New Workload Prioritization Feature Enables Businesses to Combine Operational and Analytics Workloads on the Same Database Cluster
ScyllaDB announced the availability of Workload Prioritization, an industry-first feature that enables developers to run different kinds of workloads at the same time, on the same NoSQL database cluster. ScyllaDB’s latest innovation promises to cut database hardware spend by up to 50%.
Workload Prioritization does this by eliminating the need to segregate database workloads into different clusters. Operations and analytics are a prime example. Operational workloads mainly consist of rapid-fire writes, reads, updates and other small, latency-sensitive transactions. Analytics workloads are less latency-sensitive but more dependent on high throughput for scanning large datasets. To avoid conflicts between the two, organizations typically maintain separate database clusters for each use case, even though it means duplicating resources and effort.

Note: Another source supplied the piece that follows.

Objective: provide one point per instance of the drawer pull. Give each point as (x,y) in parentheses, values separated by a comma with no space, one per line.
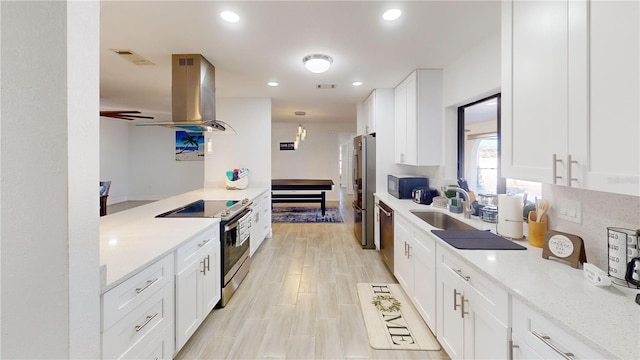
(149,318)
(465,277)
(149,283)
(545,339)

Workload Prioritization makes these sorts of silos disappear by enabling teams to allocate “shares” of total resources to each workload on a cluster. As a result, a single Scylla cluster can efficiently serve heterogeneous workloads—some operational, some analytical—while meeting performance expectations even in the face of traffic spikes and background maintenance operations.

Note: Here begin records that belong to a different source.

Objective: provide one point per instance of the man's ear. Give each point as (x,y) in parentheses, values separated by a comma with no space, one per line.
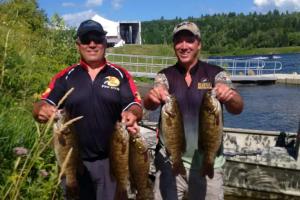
(200,45)
(77,45)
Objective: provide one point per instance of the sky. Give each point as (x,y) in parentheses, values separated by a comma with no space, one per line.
(75,11)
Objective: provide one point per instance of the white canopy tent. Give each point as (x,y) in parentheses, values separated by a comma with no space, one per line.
(111,27)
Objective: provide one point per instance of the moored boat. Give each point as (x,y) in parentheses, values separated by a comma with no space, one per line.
(259,164)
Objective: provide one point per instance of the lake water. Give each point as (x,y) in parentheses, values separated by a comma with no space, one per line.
(290,62)
(268,107)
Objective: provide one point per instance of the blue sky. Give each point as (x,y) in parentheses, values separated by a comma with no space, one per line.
(75,11)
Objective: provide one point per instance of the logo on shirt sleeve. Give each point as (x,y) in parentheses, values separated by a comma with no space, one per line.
(47,91)
(204,84)
(111,82)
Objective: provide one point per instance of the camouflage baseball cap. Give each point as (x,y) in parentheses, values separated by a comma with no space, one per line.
(188,26)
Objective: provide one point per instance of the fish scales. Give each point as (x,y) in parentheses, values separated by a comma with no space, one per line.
(66,148)
(210,131)
(173,133)
(139,164)
(119,158)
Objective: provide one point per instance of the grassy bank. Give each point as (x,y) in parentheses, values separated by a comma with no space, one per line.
(167,50)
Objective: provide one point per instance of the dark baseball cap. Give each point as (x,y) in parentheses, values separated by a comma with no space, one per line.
(187,26)
(90,25)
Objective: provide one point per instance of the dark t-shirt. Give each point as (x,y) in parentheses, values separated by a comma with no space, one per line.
(100,102)
(204,76)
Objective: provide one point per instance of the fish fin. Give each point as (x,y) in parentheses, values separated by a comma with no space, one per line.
(120,194)
(72,190)
(208,169)
(178,168)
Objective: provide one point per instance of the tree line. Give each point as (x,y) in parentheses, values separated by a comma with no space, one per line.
(221,32)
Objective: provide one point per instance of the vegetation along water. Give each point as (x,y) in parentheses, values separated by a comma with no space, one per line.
(33,47)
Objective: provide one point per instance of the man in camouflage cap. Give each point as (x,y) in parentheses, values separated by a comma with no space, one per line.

“Database users are tired of dealing with sprawling topologies, tweaking clusters and customizing them to support different workloads,” said Dor Laor, CEO and co-founder of ScyllaDB. “With our Workload Prioritization feature, they don’t have to duplicate resources, isolate analytics workloads or dedicate an entire cluster to every microservice. They can consolidate their data in a single cluster, get rid of idle hardware resources and dramatically reduce maintenance costs. Workload Prioritization makes everything simpler, easier and less expensive.”
Workload Prioritization is the latest achievement in ScyllaDB’s’s mission to shrink database infrastructure to the smallest, most powerful and most highly utilized footprint possible.

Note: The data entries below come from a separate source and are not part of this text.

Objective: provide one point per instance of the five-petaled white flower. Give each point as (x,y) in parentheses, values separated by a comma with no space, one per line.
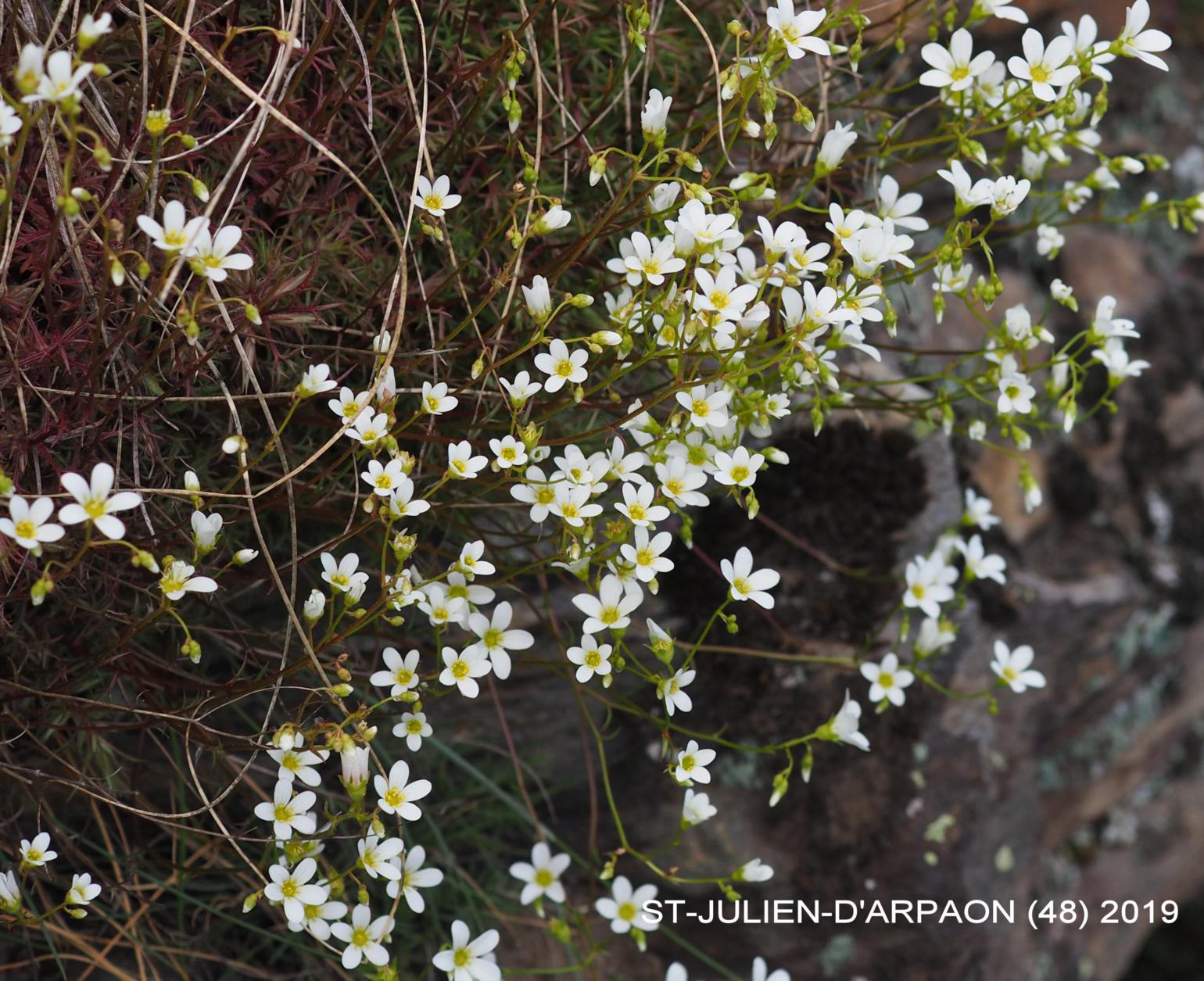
(29,523)
(625,907)
(887,679)
(1044,66)
(1014,667)
(463,668)
(435,198)
(38,853)
(468,960)
(294,890)
(178,578)
(541,875)
(956,66)
(364,936)
(693,762)
(747,584)
(797,29)
(397,793)
(288,813)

A Growing List of NoSQL Advancements
ScyllaDB’s other industry firsts and unique differentiators include:
- Shard-per-core Architecture: Scylla has a two-level automatic sharding design, with cluster-level shards and core-based sharding, which creates a perfect shared-nothing architecture. This architecture enables linear scale-up and maximum utilization of all available CPU cores and I/O devices.
- Unified Cache: Scylla’s unified cache simplifies internal operations by eliminating multiple competing caches, while also dynamically tuning itself at runtime to accommodate varying workloads. For Scylla users, this design means higher ratios of disk to RAM, enabling each node to serve more data. This, in turn, enables smaller clusters with larger disks.
- Self-optimizing Operations: Scylla relies on a scheduler that tags foreground and background requests according to the origin of the I/O operation. Requests can then be metered, enabling the scheduler to prioritize operations. Operators spend less time tuning, confident that background operations will complete as quickly as possible without affecting performance.
- Materialized Views and Secondary Indexes: These features allow users to organize, search and filter data in different ways. Scylla’s Materialized Views are production ready (whereas they remain experimental in Apache Cassandra). Scylla’s Secondary Index feature is built on top of Materialized Views and improves the granularity of both global and localized queries.